Shaun Jackman wrote:
On Tue, 2009-03-24 at 07:03 -0800, Eugene Loh wrote:
I'm not sure I understand this suggestion, so I'll say it the way I
understand it. Would it be possible for each process to send an
"all done" message to each of its neighbors? Conversely, each
process would poll its neighbors for messages, either processing
graph operations or collecting "all done" messages depending on
whether the message indicates a graph operation or signals "all done".
Ashley Pittman wrote:
Exactly, that way you have a defined number of messages which can be
calculated locally for each process and hence there is no need to use
Probe and you can get rid of the MPI_Barrier call.
Hi Eugene,
By `poll its neighbours', do you mean posting an MPI_Irecv for each
neighbour, and working until an `all done' message (sent using
MPI_Send) has been received from each neighbour?
Yes.
As long as each process posts its MPI_Irecv before starting the
MPI_Send, are we guaranteed that two processes won't deadlock by
MPI_Send-ing to each other?
Yes, I think so.
I avoided this method at first because I didn't understand that the
MPI_Irecv would stick around regardless of a message being ready to
receive; I figured that it had no effect if no message was ready to
receive.
Not sure I understand.
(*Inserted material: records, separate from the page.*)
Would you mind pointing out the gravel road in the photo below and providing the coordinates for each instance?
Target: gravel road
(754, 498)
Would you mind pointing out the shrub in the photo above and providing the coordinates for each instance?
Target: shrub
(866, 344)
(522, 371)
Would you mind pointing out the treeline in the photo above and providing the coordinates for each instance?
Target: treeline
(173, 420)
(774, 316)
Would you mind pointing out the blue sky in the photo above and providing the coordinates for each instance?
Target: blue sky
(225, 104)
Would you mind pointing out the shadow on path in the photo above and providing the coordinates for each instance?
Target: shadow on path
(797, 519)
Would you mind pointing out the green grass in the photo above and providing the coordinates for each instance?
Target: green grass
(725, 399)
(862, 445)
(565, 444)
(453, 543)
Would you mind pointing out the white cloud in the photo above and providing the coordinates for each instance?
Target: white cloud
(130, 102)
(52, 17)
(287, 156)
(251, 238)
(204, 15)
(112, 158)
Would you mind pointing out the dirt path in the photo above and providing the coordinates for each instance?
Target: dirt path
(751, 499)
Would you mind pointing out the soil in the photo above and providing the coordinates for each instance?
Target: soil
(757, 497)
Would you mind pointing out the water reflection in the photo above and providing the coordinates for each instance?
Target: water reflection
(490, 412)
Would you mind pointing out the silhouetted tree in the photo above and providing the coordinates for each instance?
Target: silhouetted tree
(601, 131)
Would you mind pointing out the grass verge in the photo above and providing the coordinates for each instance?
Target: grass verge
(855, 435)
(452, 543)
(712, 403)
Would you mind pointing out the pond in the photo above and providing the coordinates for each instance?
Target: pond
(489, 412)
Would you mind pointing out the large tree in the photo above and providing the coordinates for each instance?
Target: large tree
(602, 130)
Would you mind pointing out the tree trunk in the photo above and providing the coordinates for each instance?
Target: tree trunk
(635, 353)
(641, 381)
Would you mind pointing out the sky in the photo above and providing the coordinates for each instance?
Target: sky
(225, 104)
Let's say you post an MPI_Irecv and you get
something in a follow-up MPI_Test or MPI_Wait... but it's not the "all
done" signal. Rather, it's a graph operation. So, you perform that
graph operation and then post the next MPI_Irecv. Something like
MPI_Irecv()
while () {
MPI_Wait()
if ( all_done ) break;
MPI_Irecv()
}
In this implementation, the graph is partitioned arbitrarily; the
vertices are distributed based on a hash function of each vertex's
unique ID, not based on the topology of the graph (which would be
nice, but difficult). So, every process is a neighbour of every other
process.
Okay.
I guess one other piece of advice is this. Start with something that
works; make sure it is easy to reason about its correctness. Doesn't
matter if there is excessive synchronization. Then, start running. If
oversynchronization proves to be a bottleneck, then fix it. But don't
fix it until you have data that indicates that it's a problem. I'm sure
the folks on this list can come up with all sorts of great, minimally
synchronizing algorithms, but maybe you can get by with schemes that are
simpler, more robust, etc.